Saturday, 10 July 2010
1. Starting from the obvious: the film openly criticizes, in my opinion in a classical leftist way, the contemporary polarisation of class divides in Finnish society, and plays on old leftist classics, such as the key tune "If You Love". It really tries to make some political points, but fails to convince anyone, when you read from the cover that it's been sponsored by Hesburger, Oriflame, National Lottery etc. The presence of the sponsors in the film was too obvious, leaving the viewer with very little imagination to fill the gaps.
2. I felt empowered by the way Hardwick sees Birch Village. His way of playing with the locality was one of the strongest points of the film. I believe it's a continuing prose poem to a landscape that rarely gets positive attention in the media. I used to live for two years in one of the monstrous towers the film portrays (the red student house, not the Blue Gazebo), but as the scenes have been filmed on sunny summer days, they really don't bring the worst out of the "hoods". There's a lot of light and hope in the imageries. If compared to some other recent films and TV series depicting Finnish suburban life (Jari Tervo's Mogadishu Avenue, Johanna Vuoksenmaa's Nousukausi), this film doesn't exoticize the "hoods" or make them look more miserable than they are in real life. Hardwick actually humanizes Birch Village. But upon doing this, I believe he uses very conventional methods that point out towards middle-class tastes and values. There is an artsy red-haired auntie living in the Blue Gazebo of Birch Village, but when the film shows her apartment from the inside, it looks rather like a posh loft apartment in Eira. In real life, Birch Village apartments do have grey plastic floors and worn-out beige cupboards. I would have preferred to see a bit more of the council house aesthetics in the film. (The African restaurant scene was, on the other hand, the most beautiful scene in the whole film, and the only passage where I truly enjoyed the stylicization. I would love all our suburbs to have restaurants like that!)

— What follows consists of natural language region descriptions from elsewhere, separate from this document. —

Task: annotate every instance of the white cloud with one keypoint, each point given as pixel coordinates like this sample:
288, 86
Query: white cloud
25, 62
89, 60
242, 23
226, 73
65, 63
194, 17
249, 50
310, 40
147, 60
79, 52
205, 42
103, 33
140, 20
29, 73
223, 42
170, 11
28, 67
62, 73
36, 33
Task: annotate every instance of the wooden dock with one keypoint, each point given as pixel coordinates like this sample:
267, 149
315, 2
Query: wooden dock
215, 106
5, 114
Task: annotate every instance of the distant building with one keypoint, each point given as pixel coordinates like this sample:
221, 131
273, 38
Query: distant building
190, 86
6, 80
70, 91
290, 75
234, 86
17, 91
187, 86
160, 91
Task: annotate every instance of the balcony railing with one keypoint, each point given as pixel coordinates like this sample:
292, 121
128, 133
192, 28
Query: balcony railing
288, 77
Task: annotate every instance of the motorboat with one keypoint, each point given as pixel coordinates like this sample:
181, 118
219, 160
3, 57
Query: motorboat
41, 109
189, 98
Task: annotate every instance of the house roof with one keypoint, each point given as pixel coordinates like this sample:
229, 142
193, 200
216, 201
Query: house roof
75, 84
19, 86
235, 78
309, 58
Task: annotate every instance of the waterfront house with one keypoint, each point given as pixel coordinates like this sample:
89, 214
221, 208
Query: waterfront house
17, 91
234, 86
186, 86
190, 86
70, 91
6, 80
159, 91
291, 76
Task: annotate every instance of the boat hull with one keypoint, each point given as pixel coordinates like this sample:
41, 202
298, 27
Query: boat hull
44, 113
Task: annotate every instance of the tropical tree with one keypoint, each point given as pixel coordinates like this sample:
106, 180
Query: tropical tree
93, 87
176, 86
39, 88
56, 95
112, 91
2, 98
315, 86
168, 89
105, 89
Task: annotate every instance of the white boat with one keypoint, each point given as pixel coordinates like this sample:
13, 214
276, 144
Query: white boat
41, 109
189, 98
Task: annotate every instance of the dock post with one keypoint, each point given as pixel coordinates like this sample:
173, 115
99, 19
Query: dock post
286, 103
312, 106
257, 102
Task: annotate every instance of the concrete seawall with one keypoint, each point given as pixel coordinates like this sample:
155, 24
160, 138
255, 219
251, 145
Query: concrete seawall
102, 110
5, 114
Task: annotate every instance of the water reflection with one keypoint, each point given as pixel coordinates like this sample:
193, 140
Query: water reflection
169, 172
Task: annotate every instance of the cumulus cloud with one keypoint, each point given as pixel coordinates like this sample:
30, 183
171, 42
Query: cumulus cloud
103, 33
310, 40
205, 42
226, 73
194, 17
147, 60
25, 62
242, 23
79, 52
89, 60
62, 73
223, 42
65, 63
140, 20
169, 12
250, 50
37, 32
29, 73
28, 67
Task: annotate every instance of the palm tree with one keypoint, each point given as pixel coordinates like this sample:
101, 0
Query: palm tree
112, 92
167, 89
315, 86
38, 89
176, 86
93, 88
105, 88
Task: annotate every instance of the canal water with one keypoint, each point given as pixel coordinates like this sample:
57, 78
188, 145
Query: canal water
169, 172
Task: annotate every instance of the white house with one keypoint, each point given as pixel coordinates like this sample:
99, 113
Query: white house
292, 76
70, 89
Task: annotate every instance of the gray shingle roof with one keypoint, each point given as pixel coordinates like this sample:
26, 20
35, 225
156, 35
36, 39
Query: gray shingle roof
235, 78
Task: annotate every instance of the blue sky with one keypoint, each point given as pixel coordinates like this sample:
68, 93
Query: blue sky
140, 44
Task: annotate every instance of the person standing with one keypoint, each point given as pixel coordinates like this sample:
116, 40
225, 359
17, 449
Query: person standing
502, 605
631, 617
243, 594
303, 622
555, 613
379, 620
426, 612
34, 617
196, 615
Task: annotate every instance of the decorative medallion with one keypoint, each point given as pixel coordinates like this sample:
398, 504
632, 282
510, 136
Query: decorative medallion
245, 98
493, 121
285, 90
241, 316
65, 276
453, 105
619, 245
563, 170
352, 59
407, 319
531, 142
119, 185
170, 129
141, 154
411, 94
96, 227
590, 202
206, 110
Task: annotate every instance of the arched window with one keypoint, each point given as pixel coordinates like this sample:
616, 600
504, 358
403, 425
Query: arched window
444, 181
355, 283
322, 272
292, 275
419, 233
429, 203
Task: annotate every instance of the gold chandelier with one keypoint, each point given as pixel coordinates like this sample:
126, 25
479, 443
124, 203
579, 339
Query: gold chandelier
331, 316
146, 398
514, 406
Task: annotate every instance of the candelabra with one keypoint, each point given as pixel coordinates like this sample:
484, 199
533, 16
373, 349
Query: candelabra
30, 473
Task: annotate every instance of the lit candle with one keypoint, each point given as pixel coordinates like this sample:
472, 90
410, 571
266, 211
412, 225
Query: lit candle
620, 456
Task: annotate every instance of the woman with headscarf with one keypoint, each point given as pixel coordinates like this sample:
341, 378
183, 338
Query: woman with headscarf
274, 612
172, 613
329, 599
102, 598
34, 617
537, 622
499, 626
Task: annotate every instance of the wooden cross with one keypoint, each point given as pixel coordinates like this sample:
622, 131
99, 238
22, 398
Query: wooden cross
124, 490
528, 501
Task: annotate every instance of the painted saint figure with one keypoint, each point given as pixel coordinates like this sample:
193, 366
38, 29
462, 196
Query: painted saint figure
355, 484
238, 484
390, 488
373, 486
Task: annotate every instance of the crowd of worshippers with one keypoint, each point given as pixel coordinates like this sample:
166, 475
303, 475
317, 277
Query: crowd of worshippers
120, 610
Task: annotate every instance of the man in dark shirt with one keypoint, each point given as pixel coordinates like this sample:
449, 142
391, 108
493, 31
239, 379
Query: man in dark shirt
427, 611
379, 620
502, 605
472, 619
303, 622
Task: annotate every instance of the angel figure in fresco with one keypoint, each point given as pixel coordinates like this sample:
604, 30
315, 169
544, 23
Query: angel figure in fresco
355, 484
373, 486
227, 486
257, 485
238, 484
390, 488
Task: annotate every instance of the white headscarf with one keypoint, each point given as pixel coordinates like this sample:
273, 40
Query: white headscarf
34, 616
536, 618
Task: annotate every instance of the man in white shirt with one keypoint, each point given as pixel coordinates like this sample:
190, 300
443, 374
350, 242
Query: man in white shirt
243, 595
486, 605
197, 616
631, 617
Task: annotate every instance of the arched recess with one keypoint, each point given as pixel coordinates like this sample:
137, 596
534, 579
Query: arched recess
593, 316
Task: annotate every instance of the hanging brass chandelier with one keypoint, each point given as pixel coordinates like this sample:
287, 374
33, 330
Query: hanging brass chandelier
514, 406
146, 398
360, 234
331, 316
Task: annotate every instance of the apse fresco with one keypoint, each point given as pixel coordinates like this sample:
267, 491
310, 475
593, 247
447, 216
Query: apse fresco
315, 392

3. A lot of the dancing was just crap. No need to explain this any further.
4. The history of Finnish pop/rock music appeals to Finnish audiences, but very little to the "Mamus" who have not lived here long enough to witness that history. Because the film has a strong multicultural theme, I would have wanted the film to show more of the multicultural realities of the people. In this case, it would have required some further studies on Nigerian aesthetics. If the people in the film have real Nigerian names, then there should have been more cultural details. The love couple's meeting remains now a bit shallow. In real life, people discuss the cultural differences in vivid details, and these discussions can be empowering.
5. I also felt that there were too many songs, introduced in a chaotic and haphazard manner. My favorite musical scene was Afia's performance of Eppu Normaali's "Joka päivä ja joka ikinen yö" on a typical Birch Village playground. That scene spoke to me deeply. It showed the possibilities of hybridity, performed in a creative manner. A lot of the other music and dance acts left me cold.
6. There is a big difference between commercial films and artsy films. Kaurismäki films mainly employ character actors, who may not be the prettiest and sleekest in physical appearance. "If you love" employed many kinds of actors, some of whom shone out with their outstanding personality (for instance, Mervi the single mother nurse), but others were cast only on the basis of good looks (Ada, the main character). The migrant actors definitely beat many of the Finnish ones. Ada and her blonde friends were a great disappointment. Tony (Chike Ohanwe) was promising in his debut in the film world, and I would love to see him in a completely different role in the future. Romantic Romeo role is not the ideal role for him. He is too talented to play that kind of role.He would do better in a more ironic role.
7. I would like to know how much Hardwick has been watching Bollywood films as of late, and how much of that tradition he thinks he has introduced to the Finnish cast. I see a very strong Bollywood component in the film, and cannot compare it with any other experiences of watching (European) musicals. But then, in Bollywood there's a certain degree of professionalism, which was absent in this film. I was very puzzled about the genre, and cannot yet say if the puzzlement is positive or negative.